Because hypothyroidism correlates strongly with dyslipidemia and it can promote fibrosis progression [11, 17], we also stratified MASLD individuals by dyslipidemia status. Both significant and advanced liver fibrosis were more present in low-normal thyroid function group, subclinical hypothyroidism group, and overt hypothyroidism group than in the strict-normal thyroid function group (all P for trend < 0.001), regardless of dyslipidemia status (Supplementary Table 2). Individuals with hypertriglyceridemia or with decreased HDL-C levels have a greater fibrotic burden than their counterparts across the spectrum of hypothyroidism.

We found that ALT levels were strongly associated with hypothyroidism status (Supplementary Fig. 1). We hence stratified our analysis by ALT levels. Both significant and advanced liver fibrosis increased across the spectrum of hypothyroidism (all P for trend < 0.001), regardless of ALT levels (Supplementary Table 3). Individuals with elevated ALT levels have a greater fibrotic burden than their counterparts across the spectrum of hypothyroidism.

Cholestasis might have effects on LSM values. To avoid this effect, we repeated our analysis after excluding patients with abnormal bilirubin (including total and direct bilirubin), results were essentially the same (Supplementary Table 4). To dispel the impact of cholestasis and/or liver congestion, or the potential impact of autoimmune liver disease on the diagnostic accuracy of LSM for fibrosis, we also did sensitive analyses after excluding patients with abnormal bilirubin as well as transaminase levels (including ALT, AST, and GGT). We found that even in subjects with normal bilirubin and transaminase levels, the prevalence of significant and advanced liver fibrosis increased progressively from low-normal thyroid function through subclinical hypothyroidism, to overt hypothyroidism (Supplementary Fig. 2–4).

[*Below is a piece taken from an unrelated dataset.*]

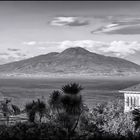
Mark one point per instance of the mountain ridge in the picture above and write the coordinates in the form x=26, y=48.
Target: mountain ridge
x=72, y=60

We then performed a multivariate logistic regression analysis to determine whether thyroid function status was associated with the risk of liver fibrosis. As shown in Table 2, in multivariable analyses, which included demographic and cardiometabolic risk factors, low-normal thyroid function, subclinical hypothyroidism, and overt hypothyroidism in men all increased the risk of significant fibrosis (Table 2), with overt hypothyroidism incurred the highest risk. This was also the case for risk of advanced fibrosis. Women showed a similar pattern. The extent of contributions of the confounding factors were shown in Table 2.

When participants who taking thyroid medications were included in the analysis, results were essentially the same (data were not shown).